Voici l’article :
Le 1er avril 2026, les ministres des États africains pionniers dans la mise en œuvre du Pacte mondial pour les migrations se sont réunis dans la capitale égyptienne pour arrêter une position continentale unifiée avant le Forum d’examen international prévu à New York.
Seize pays africains — le Tchad, l’Égypte, l’Eswatini, la Gambie, le Ghana, la Guinée-Bissau, le Kenya, le Lesotho, le Malawi, le Mali, le Maroc, le Nigeria, le Rwanda, le Sénégal, la Sierra Leone et le Zimbabwe — ont adopté ce mercredi une déclaration ministérielle conjointe à l’issue d’une réunion organisée au Caire à l’initiative de l’Égypte et de l’Organisation internationale pour les migrations (OIM).
Cette rencontre de haut niveau visait à dresser le bilan des progrès accomplis depuis le premier Forum international d’examen des migrations, tenu à New York en mai 2022, et à préparer une réponse africaine coordonnée pour le Forum de 2026, qui se tiendra dans la même ville.
Un front commun face aux défis migratoires
Dans leur déclaration, les ministres ont reconnu que la gouvernance des migrations sur le continent fait face à des complexités croissantes, malgré des avancées notables : l’adhésion de la plupart des États africains au Pacte mondial, ainsi que l’adoption de cadres continentaux tels que le Cadre de politique migratoire pour l’Afrique, le Protocole sur la libre circulation des personnes et la Convention de Kampala.
Les signataires ont notamment souligné que la majorité des migrations africaines restent intra-continentales, reflétant des dynamiques de mobilité régionale et des liens économiques et sociaux profonds entre pays du continent.
La déclaration identifie plusieurs facteurs structurels qui alimentent les flux migratoires : les inégalités économiques, la croissance démographique — en particulier la jeunesse — les conflits armés, l’insécurité dans le Sahel, ainsi que les effets du changement climatique sur les conditions de vie des populations.
Des engagements concrets
Les ministres ont arrêté une série d’engagements, parmi lesquels le renforcement des mécanismes de coordination continentale, la lutte contre la traite des êtres humains et le trafic de migrants, la promotion de voies migratoires sûres et régulières, ainsi que le développement de partenariats pour la mobilité des compétences et la reconnaissance mutuelle des qualifications.

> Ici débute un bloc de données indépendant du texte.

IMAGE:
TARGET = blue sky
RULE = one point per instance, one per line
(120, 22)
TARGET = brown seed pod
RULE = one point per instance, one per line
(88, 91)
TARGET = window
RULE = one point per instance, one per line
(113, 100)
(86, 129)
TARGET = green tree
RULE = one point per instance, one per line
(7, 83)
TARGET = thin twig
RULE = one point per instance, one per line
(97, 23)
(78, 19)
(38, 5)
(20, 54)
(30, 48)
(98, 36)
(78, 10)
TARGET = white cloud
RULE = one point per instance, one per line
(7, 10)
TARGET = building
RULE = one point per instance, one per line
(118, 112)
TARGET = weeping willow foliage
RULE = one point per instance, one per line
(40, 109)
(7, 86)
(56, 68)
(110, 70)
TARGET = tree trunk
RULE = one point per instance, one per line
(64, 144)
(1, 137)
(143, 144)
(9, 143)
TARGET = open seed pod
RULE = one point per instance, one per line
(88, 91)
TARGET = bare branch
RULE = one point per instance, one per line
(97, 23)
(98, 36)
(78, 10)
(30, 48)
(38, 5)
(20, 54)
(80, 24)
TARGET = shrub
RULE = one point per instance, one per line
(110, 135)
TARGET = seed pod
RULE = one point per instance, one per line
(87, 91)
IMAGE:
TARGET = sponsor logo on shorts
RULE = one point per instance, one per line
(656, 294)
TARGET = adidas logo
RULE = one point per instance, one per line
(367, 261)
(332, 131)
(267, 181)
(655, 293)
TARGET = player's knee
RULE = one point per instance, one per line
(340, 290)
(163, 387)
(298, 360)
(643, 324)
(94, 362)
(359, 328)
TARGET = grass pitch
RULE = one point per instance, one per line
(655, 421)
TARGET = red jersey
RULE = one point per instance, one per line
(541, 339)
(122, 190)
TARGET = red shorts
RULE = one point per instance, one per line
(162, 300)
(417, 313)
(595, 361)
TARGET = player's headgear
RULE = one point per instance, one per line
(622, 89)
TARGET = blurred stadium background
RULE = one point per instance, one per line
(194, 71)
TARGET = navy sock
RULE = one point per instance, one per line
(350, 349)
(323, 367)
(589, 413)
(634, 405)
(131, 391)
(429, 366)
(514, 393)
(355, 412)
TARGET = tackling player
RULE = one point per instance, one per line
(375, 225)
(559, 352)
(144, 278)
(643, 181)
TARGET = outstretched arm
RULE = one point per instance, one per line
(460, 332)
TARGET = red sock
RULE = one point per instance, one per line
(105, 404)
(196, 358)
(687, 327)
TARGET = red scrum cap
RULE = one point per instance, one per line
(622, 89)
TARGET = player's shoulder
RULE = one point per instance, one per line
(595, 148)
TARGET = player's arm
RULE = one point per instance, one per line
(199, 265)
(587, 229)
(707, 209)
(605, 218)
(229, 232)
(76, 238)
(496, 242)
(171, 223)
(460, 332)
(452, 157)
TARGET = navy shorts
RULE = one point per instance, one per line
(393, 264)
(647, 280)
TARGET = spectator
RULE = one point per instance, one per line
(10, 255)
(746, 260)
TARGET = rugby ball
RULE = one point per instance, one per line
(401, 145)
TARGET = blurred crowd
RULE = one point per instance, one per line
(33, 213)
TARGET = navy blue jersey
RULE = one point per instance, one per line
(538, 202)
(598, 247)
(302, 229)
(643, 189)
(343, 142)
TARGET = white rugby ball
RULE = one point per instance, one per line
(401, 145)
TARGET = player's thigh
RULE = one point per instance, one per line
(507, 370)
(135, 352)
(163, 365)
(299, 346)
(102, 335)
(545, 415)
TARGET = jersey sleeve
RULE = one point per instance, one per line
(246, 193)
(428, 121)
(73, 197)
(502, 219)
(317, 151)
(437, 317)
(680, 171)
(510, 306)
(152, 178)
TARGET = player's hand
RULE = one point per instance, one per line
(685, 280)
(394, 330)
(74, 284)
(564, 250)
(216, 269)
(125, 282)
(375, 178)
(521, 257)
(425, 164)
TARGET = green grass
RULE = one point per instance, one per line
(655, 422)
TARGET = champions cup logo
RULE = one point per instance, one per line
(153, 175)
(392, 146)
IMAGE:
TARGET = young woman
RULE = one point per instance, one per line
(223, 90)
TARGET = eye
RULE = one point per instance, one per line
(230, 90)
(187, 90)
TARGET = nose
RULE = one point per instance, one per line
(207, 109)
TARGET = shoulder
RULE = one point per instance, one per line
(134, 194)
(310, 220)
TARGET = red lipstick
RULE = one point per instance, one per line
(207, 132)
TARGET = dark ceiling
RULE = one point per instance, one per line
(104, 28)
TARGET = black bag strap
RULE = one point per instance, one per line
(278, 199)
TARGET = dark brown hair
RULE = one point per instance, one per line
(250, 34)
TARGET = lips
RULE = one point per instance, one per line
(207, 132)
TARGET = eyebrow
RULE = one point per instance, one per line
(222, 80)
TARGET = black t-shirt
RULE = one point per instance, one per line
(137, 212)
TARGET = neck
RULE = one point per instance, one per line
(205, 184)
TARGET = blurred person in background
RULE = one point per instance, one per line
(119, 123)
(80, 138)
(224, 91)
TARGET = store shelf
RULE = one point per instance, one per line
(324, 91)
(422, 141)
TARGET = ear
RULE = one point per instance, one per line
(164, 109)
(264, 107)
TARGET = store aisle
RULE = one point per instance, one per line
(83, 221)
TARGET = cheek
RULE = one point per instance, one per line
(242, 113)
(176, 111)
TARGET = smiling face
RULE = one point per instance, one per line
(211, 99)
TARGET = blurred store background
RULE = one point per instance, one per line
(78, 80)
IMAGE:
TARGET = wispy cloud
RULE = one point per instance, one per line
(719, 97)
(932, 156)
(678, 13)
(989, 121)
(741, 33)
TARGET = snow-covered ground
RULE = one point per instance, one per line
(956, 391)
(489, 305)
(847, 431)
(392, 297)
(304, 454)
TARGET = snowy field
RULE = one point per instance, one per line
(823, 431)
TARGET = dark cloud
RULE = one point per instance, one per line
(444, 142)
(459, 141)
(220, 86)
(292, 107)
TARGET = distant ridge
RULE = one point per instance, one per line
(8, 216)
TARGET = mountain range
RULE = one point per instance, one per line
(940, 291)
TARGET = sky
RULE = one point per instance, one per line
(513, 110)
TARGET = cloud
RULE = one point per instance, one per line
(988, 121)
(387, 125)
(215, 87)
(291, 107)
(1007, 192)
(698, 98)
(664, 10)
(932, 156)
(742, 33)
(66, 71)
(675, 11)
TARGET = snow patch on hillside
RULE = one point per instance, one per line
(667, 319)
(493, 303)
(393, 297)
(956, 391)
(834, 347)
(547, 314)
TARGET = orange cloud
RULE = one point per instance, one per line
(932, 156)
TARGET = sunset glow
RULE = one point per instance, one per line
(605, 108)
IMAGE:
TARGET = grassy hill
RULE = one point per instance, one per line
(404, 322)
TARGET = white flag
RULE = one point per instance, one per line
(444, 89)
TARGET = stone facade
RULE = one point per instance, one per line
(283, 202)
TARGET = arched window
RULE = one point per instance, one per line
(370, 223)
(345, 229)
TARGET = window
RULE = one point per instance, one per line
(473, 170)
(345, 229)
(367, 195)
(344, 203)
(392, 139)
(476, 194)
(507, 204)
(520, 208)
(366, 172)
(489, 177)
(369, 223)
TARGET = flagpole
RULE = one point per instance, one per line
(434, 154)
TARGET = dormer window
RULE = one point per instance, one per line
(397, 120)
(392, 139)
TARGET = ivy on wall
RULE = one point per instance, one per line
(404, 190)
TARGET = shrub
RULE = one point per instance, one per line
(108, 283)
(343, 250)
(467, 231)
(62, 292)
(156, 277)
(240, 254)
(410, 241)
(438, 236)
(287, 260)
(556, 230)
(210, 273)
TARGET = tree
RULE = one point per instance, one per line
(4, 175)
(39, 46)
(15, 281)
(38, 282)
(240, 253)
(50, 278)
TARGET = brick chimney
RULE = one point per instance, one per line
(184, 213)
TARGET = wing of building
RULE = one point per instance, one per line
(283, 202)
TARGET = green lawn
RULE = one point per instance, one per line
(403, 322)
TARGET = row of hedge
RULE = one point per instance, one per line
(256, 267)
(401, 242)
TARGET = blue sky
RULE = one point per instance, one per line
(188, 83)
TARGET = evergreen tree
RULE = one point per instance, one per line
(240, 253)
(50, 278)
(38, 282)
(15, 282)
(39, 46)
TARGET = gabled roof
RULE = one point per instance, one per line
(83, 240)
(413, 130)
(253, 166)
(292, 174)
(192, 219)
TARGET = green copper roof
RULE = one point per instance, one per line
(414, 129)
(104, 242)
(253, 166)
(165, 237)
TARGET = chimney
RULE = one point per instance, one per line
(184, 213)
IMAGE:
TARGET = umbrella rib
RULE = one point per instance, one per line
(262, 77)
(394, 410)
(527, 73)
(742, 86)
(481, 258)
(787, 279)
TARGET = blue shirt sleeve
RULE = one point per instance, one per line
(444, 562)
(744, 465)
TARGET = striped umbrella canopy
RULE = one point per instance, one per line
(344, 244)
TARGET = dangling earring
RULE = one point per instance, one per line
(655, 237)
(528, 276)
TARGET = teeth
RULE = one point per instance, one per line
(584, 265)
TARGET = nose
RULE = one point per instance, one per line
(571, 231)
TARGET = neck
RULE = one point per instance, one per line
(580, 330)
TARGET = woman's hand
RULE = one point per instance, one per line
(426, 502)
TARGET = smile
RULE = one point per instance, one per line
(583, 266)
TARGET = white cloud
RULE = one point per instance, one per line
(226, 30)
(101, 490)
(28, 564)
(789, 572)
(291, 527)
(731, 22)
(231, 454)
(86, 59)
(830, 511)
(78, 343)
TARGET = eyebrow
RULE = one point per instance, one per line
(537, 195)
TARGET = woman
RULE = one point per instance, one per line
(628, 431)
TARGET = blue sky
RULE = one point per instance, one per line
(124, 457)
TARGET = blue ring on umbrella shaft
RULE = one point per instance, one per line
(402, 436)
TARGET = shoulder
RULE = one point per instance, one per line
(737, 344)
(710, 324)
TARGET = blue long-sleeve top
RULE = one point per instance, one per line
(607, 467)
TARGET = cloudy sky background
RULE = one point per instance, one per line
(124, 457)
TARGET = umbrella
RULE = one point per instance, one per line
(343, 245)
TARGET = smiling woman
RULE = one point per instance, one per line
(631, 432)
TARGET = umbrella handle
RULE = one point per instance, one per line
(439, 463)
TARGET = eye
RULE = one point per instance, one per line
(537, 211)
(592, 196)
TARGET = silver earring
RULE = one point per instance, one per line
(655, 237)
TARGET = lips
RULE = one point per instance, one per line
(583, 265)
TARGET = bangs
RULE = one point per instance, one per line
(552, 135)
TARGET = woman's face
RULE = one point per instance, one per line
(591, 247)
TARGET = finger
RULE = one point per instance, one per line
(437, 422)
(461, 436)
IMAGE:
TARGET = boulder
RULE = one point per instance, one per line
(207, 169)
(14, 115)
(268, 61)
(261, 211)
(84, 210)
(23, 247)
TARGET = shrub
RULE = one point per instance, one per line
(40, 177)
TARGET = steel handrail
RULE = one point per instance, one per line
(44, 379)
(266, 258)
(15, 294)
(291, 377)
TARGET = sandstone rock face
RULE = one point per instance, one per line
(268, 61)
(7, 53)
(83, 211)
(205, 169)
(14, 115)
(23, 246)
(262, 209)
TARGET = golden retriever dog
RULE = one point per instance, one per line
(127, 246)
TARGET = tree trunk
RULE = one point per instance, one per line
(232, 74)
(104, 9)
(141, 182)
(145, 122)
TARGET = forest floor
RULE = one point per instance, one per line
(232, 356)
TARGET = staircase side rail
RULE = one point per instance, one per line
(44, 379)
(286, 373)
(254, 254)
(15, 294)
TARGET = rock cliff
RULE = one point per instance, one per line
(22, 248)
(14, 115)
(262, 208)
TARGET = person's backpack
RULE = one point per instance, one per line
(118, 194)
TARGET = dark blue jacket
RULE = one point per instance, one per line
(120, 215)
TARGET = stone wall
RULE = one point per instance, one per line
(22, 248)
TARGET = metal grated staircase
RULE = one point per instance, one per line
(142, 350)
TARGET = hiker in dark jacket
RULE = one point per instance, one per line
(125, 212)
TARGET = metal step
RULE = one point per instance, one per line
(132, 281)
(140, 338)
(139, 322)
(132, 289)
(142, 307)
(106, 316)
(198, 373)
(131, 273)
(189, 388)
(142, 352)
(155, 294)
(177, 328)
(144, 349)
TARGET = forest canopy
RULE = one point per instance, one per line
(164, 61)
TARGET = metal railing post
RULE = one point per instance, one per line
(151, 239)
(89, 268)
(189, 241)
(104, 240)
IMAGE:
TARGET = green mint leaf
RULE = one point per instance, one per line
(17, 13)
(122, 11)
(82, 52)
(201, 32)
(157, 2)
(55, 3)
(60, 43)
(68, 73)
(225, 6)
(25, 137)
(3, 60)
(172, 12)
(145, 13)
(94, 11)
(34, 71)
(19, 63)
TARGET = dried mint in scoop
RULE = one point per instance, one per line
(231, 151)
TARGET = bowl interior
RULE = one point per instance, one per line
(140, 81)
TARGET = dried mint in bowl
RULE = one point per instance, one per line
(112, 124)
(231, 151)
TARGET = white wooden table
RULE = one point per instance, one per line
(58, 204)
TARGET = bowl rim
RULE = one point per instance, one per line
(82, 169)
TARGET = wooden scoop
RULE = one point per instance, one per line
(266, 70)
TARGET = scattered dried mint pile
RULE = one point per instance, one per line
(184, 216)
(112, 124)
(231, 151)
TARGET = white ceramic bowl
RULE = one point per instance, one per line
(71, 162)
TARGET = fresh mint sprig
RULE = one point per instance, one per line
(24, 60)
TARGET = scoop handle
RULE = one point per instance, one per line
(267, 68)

Ils ont également appelé à la création d’un Fonds africain pour le développement et l’investissement de la diaspora, en partenariat avec l’Union africaine, et ont réaffirmé leur engagement en faveur du retour volontaire dans la dignité et de la réintégration durable des migrants.
La déclaration insiste par ailleurs sur la nécessité de combattre la désinformation autour des migrations et de promouvoir des récits équilibrés, fondés sur des données probantes, qui mettent en lumière les contributions positives des migrants.
Un rôle de premier plan pour le Kenya et le Maroc
Les ministres ont salué le rôle de chef de file du Kenya, désigné comme co-facilitateur de la déclaration finale du Forum d’examen international de 2026. Ils ont également rendu hommage à l’engagement du Maroc dans les initiatives migratoires continentales, notamment sa contribution à l’élaboration de l’Agenda africain pour les migrations depuis 2018 et la mise en place de l’Observatoire africain des migrations, chargé d’orienter les politiques publiques à partir de données fiables.
La réunion du Caire s’inscrit dans une série de concertations africaines récentes sur la question migratoire, après la réunion du comité technique spécialisé de l’Union africaine à Addis-Abeba en novembre 2025, le Neuvième Forum africain pour les migrations au Cap en décembre 2025, et une table ronde ministérielle organisée par l’OIM à Genève le 6 décembre dernier.